- When an administrator user logs on to a Windows Vista computer, two access tokens are created: a filtered standard user access token, and a full administrator access token. Instead of launching the desktop (Explorer.exe) with the administrator’s access token, the standard user access token is used. All child processes inherit from this initial launch of the desktop (the explorer.exe process), which helps limit Windows attack surface. By default, all users, including administrators, log on to a Windows Vista/7 computer as standard users.
- Certain Custom actions in MSI that write to protected files on the destination computer need elevated rights.
- While the UAC is enabled and such installer is run, the user is prompted in 2 ways:
- The user with administrator account is prompted to confirm whether they should continue to run.
- The user with standard account is prompted to enter a password for an administrator account in order to continue the installation.
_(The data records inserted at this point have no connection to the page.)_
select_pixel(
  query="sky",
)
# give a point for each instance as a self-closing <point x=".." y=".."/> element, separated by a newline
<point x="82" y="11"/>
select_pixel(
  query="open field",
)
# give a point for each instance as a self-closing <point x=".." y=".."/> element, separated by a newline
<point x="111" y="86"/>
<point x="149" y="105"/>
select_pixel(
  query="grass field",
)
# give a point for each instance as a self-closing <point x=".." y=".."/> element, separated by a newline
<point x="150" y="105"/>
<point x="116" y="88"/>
- The UAC prompts up due to security reasons.so by using windows installer tools figure the files/folder/registries requiring security permission for proper execution.
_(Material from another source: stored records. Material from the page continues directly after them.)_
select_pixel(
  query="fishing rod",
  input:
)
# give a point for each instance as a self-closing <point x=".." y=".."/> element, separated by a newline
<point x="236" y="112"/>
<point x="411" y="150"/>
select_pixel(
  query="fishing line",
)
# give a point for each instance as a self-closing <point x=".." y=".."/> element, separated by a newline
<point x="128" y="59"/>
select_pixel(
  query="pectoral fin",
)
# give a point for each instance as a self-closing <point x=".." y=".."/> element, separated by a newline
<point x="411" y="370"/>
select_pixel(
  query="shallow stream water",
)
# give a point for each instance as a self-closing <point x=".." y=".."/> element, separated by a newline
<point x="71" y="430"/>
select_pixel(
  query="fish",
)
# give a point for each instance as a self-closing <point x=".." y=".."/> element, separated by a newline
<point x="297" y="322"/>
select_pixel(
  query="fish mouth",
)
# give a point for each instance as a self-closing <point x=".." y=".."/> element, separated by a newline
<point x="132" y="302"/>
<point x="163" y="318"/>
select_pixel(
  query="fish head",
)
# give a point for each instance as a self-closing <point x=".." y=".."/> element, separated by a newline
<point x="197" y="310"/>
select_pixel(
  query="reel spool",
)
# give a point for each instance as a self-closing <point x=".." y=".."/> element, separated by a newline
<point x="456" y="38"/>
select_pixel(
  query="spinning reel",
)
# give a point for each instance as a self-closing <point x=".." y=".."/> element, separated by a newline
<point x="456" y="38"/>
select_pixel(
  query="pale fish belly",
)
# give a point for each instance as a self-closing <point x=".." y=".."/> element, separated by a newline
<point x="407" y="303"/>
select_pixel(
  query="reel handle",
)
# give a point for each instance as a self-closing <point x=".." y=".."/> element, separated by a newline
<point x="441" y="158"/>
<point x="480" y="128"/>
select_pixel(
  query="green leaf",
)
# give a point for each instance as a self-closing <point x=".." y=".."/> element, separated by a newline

- Apply Secdit by creating a security template which contains the needed permission on the folder/file system/registry whatever and apply it with a custom action which calls secedit.
- Files-In-Use functionality is among the countless services that Windows Installer exposes for setup authors to leverage for their application install/maintenance. This functionality lets setup authors display the processes that hold on to files that would be updated by this install. The user would want to shut those processes before continuing with the install to ensure that the install wouldn’t require a reboot. The current Files-In-Use mechanism involves enumerating the HKEY_PERFORMANCE_DATA key using registry API for information on processes and the PE images that they have held in-use. This works well in scenarios where the process holding the file in use has a visible window that the user can shut down.
- Usage of the new Restart Manager API’s will allow Windows Installer to display processes such as: system services, tray applications or applications that have no visible window that require shutting down to avoid a reboot. Additionally, Restart Manager provides additional functionality above-and-beyond enhanced files in use detection, including:
- Shutting down of all or selected processes.
- Automatic restart of processes that were shutdown to install the in-use files.
- Ability to join a currently running Restart Manager session to consolidate shutdown/reboot across multiple installations.
- Appilications that had been shut down, have the opportunity to be restarted to a state that they were before being shut down.
Controlling Windows Installer’s interaction with Restart Manager
Windows Installer provides the following properties and policy to let setup authors and IT admins fine tune their setup’s behavior:
MSIRESTARTMANAGERCONTROL: This property specifies whether the Windows Installer package uses the Restart Manager or FilesInUse Dialog functionality.
MSIRMSHUTDOWN: This property determines how applications or services that are affected by an update should be shut down while a reboot is being mitigated.
MSIDISABLERMRESTART: This property determines whether applications or services that are affected by an update are restarted when a reboot is being mitigated by Windows Installer's interaction with Restart Manager
DisableAutomaticApplicationShutdown: This policy specifies whether Windows Installer uses the Restart Manager or FilesInUse Dialog functionality.
In order to control the restart manager is by editing the Settings on the Windows Installer Options (Target System) tab.